I know history of bits, nibbles or bytes. Also read wikipedia articles and googled lots of stuff to find the answer on my question, but I was not able to. Maybe this will mark as opinion based and closed but I just wanna have some discussion about this topic, I don't know other good place to ask the same question, so please be kind.


Solution

  • “Those who don't know history are doomed to repeat it.” by Edmund Burke

    In the old days, when memory was scarce (20K was considered a lot), terminals were more like typewriters (think keypunch) there was the use of BCD (Binary Coded Decimal). Even the Wikipedia article on Nibble notes BCD.

    Each nibble represented a decimal digit. The nibbles went from 0-9 and a byte could represent two decimal digits. Now when these bytes were printed in code dumps on Green-bar when your program crashed, you could look at the Hex dump portion and read the vales as straight up decimal digits, no need to do the binary conversion of the bits to decimal in your head.

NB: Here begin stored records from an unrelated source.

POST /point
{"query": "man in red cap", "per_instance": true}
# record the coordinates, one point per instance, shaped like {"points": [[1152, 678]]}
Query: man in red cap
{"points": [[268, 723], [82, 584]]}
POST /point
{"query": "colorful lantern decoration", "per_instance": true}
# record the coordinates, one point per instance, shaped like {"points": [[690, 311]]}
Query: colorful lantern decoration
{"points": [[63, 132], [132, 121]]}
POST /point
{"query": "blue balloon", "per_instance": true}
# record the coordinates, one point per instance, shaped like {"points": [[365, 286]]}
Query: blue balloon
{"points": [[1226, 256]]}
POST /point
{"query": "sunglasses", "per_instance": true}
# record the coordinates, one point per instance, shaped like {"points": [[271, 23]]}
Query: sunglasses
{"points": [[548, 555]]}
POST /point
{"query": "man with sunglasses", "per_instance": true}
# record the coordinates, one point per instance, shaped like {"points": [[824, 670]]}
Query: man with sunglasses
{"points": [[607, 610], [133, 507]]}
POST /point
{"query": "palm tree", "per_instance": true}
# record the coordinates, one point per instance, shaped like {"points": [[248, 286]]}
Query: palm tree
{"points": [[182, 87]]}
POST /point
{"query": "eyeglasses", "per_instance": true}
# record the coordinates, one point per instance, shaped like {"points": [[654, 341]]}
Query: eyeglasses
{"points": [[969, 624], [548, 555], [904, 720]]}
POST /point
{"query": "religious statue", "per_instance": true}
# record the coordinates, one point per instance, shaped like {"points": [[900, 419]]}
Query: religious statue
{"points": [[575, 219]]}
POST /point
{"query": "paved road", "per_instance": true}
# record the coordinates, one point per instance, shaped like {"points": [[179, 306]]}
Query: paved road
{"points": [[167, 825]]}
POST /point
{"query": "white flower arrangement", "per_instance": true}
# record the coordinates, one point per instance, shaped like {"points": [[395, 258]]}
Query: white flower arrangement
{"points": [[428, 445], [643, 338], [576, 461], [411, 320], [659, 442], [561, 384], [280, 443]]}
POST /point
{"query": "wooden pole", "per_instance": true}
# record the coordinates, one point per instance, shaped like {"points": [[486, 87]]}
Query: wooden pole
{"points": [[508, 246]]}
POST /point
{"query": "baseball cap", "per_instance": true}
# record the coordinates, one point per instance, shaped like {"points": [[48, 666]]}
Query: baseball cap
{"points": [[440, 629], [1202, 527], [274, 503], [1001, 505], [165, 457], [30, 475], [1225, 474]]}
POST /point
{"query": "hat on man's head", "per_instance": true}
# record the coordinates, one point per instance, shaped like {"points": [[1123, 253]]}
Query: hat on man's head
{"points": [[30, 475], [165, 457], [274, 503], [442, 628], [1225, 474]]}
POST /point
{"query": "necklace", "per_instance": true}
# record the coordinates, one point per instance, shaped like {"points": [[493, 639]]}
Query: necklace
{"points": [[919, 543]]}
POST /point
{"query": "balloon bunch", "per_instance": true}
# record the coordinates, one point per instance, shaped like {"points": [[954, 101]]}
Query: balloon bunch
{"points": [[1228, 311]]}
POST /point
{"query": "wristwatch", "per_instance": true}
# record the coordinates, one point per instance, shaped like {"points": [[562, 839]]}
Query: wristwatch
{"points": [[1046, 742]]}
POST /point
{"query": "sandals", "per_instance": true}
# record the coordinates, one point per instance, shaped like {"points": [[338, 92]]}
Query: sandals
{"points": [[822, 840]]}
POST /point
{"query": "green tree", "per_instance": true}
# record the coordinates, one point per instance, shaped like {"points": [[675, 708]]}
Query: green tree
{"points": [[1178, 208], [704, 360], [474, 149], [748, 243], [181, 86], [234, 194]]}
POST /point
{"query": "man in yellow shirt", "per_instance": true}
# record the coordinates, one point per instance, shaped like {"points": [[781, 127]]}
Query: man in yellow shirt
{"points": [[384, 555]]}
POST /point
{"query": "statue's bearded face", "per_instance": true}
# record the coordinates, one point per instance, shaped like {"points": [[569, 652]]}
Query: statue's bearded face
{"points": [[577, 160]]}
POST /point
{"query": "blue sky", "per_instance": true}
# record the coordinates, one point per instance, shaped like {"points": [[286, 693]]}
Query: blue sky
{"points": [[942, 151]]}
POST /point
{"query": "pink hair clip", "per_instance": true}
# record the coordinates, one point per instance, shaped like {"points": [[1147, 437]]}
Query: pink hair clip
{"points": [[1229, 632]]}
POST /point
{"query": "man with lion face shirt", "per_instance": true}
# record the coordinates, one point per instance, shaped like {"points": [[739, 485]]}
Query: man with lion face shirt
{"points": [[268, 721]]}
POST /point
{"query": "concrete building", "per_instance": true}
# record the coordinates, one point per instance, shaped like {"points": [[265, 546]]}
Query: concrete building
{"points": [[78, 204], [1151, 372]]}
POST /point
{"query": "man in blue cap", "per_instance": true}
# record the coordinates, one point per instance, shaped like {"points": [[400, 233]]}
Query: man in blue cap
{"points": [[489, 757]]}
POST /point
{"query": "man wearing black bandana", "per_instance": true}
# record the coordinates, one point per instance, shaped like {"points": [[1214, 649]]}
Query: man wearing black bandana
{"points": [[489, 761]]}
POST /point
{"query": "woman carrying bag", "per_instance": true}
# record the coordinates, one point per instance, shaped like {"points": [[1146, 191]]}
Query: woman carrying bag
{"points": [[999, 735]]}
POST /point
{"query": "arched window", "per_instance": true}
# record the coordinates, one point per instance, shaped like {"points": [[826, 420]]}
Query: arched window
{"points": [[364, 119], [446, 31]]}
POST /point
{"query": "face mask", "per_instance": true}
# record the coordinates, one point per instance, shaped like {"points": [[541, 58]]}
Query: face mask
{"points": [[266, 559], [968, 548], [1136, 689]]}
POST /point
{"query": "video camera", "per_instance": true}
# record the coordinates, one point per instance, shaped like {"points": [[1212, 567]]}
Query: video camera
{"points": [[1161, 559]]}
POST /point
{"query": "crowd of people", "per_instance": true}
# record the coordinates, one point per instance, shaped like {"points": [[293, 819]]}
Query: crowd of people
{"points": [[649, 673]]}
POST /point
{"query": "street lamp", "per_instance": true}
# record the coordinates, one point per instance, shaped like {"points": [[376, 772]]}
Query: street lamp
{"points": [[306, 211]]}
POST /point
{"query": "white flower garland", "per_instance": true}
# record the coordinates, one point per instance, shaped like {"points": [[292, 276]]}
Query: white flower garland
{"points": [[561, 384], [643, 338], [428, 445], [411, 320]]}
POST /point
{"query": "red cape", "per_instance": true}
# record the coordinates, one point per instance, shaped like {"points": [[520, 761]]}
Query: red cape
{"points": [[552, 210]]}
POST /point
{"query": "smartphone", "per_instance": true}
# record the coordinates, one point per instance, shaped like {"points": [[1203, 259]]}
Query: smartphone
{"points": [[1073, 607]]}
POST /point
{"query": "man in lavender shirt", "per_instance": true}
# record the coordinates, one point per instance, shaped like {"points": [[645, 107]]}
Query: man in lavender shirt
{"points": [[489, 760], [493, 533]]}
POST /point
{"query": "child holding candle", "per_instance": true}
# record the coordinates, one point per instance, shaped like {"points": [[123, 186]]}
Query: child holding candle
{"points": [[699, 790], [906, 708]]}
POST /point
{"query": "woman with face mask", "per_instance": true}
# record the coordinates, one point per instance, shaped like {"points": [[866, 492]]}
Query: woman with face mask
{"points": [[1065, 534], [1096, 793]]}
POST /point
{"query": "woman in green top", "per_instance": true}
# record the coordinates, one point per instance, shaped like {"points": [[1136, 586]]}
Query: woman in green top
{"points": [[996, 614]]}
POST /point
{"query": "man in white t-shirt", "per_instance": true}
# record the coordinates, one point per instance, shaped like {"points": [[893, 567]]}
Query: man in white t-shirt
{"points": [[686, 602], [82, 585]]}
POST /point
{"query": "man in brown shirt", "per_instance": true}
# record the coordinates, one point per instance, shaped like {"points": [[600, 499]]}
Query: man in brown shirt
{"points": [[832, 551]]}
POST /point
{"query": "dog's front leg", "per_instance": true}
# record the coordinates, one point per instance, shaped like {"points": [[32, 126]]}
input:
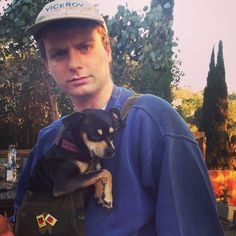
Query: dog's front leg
{"points": [[82, 180]]}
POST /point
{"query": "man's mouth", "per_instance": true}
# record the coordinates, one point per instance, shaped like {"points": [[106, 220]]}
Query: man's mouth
{"points": [[78, 80]]}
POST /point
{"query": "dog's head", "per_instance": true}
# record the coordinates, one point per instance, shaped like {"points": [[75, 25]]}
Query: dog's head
{"points": [[96, 129]]}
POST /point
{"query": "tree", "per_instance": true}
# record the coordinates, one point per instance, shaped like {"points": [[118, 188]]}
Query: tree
{"points": [[142, 49], [215, 113], [142, 59]]}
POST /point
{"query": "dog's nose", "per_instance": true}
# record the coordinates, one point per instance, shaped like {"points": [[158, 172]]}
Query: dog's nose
{"points": [[110, 151]]}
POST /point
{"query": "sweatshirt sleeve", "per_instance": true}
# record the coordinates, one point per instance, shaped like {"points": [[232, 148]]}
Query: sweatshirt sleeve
{"points": [[175, 174]]}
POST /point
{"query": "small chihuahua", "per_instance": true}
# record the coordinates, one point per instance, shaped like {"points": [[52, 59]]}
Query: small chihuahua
{"points": [[71, 163]]}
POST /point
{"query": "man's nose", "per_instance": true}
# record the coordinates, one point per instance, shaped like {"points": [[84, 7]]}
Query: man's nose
{"points": [[74, 60]]}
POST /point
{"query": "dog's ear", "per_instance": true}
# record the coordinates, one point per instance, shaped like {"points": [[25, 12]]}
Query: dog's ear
{"points": [[117, 121], [72, 120]]}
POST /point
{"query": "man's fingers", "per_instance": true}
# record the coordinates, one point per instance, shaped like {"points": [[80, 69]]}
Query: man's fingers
{"points": [[5, 227]]}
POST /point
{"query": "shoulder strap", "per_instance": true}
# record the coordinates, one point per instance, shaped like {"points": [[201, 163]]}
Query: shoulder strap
{"points": [[128, 105]]}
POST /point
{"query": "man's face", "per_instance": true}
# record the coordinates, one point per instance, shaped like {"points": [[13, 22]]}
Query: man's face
{"points": [[78, 61]]}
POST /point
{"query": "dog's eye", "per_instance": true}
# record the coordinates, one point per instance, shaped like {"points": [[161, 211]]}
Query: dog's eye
{"points": [[95, 137]]}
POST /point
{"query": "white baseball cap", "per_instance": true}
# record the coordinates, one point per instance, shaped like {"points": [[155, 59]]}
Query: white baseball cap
{"points": [[65, 9]]}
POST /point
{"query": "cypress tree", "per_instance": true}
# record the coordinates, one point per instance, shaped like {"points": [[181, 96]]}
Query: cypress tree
{"points": [[214, 113]]}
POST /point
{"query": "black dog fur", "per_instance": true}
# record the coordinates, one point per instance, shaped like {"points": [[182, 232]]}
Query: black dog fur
{"points": [[71, 162]]}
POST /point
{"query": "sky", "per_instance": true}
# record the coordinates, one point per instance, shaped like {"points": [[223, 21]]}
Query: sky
{"points": [[198, 25]]}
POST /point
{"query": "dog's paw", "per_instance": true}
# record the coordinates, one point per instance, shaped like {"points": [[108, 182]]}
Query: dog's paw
{"points": [[107, 201], [108, 205]]}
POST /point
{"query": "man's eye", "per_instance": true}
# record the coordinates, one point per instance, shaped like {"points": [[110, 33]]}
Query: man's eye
{"points": [[85, 48]]}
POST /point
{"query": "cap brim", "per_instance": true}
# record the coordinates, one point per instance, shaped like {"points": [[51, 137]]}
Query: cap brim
{"points": [[35, 28]]}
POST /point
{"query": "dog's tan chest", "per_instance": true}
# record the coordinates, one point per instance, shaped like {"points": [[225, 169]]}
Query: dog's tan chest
{"points": [[83, 166]]}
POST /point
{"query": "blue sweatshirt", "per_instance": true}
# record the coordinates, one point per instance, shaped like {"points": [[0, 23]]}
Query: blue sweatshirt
{"points": [[160, 180]]}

    So does that mean all code was written using BCD? No, if you had a problem with some values you would just add some lines to convert the values to BCD (think debug statements) then read the BDC in the dump instead of doing all of the conversions. You could try to do all of the work in BCD but as with many types, sometimes not all of the functions are present and so you need to change types. Same with BCD sometimes you could not do things with BCD that you could do with integers. Make sense?


    Added question from comment

    Is there any need for nibble right now in modern programming world? and if yes why ?

    I would not expect to see nibbles used with code that is created using modern high level programming language compilers but with microcontrollers I would not be surprised to see nibbles being used.

    Basically if a nibble is not hard coded as part of a set of instructions for a processor I would not expect to see a nibble being used.